Last week, at their annual I/O developer conference in California, Google unveiled their new software development kit, ML Kit, which enables developers to integrate machine learning models into their apps. The software, which sits under Google’s Firebase brand, offers several pre-trained models that can recognise text, detect faces, identify landmarks, scan barcodes and label images both online and offline.
Although it’s early days, the announcement shows that big technology companies are interested in providing developers with tools to use machine learning in their products. This heralds an exciting time for developers and we can already see some incredible advances in how machine learning is helping solve real world commercial issues.
There are several ways we’ll use the technology at DigitalBridge. Specifically, it will accelerate our ability to embed machine learning models into our apps and allow us to experiment with models to create proof of concepts very quickly.

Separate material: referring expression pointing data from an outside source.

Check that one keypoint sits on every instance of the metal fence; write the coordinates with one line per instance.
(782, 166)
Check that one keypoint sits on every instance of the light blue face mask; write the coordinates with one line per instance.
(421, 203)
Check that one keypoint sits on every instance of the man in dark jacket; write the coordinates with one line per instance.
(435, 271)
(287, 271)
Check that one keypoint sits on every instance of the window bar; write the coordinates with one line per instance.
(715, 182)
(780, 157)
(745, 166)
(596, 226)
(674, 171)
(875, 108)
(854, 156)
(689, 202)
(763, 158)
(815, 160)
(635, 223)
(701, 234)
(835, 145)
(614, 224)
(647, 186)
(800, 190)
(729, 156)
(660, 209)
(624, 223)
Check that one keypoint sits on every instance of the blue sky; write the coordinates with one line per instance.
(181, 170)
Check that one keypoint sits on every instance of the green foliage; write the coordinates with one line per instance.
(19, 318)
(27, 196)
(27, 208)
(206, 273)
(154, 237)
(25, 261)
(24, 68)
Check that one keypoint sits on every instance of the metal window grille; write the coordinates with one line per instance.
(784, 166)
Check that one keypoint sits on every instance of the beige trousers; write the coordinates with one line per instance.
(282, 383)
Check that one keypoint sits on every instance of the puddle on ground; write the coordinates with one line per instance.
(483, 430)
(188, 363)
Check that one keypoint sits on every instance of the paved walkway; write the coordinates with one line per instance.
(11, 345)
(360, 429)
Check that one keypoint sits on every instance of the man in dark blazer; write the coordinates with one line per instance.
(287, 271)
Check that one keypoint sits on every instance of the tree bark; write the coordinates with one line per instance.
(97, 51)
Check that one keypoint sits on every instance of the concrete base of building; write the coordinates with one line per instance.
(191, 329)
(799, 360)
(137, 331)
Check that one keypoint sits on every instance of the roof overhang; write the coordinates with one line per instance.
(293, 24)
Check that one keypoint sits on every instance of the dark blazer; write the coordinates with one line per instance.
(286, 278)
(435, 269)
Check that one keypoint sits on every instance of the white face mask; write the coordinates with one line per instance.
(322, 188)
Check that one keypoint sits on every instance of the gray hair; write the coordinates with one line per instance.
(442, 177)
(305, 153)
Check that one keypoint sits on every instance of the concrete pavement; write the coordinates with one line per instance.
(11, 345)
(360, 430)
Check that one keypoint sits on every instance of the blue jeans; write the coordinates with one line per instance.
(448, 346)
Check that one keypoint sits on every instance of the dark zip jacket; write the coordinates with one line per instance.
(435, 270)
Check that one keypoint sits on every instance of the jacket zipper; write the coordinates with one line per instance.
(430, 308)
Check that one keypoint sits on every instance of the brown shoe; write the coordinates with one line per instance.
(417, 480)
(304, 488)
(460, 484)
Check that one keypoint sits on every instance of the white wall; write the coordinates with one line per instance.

To illustrate the impact ML Kit will have at DigitalBridge, we’ve listed 3 key features below:
- First of all, it’s cross platform which means we can develop our new augmented reality app using either iOS or Android as ML Kit supports both.

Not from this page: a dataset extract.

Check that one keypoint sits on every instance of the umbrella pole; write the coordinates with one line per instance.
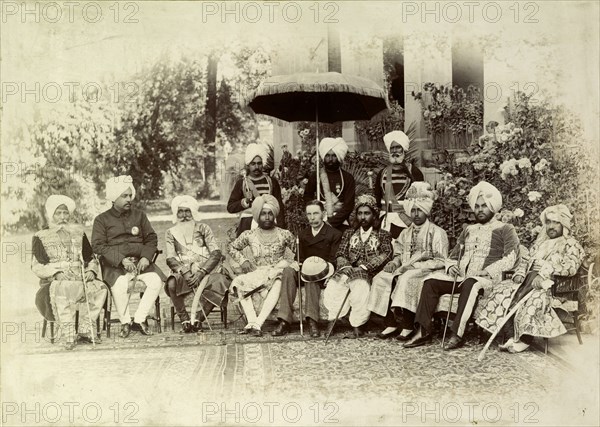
(317, 153)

- Secondly, it’s pretty quick to run on a mobile device. This is particularly important as it means we can label an image in real-time, on-device, without the need to query the cloud. It will also allow users to scan their rooms offline as object detection will work just the same (more or less).
- Finally, it supports TensorFlow Lite. This means that, if we’re not satisfied with the set of labels provided by ML Kit, we can upload our own network and plug in our apps very easily allowing us to identify windows and doors in real-time, for example.

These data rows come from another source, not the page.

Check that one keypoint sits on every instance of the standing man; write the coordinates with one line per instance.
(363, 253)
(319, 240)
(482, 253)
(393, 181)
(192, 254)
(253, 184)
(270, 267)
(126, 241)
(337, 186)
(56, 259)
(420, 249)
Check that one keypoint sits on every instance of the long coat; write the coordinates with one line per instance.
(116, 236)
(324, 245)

The stand out benefit of ML Kit, however, is the amount of time it will save. This will allow us to make the most of our in-house expertise and focus on making our room planning and room visualisation software even better.
With the launch of ML Kit, exciting developments are now possible, for example we could use the on-device face detection in our scanning app to make sure that our floor plan estimation algorithm doesn’t take into account pixels belonging to a person to build the point cloud. Thanks Google!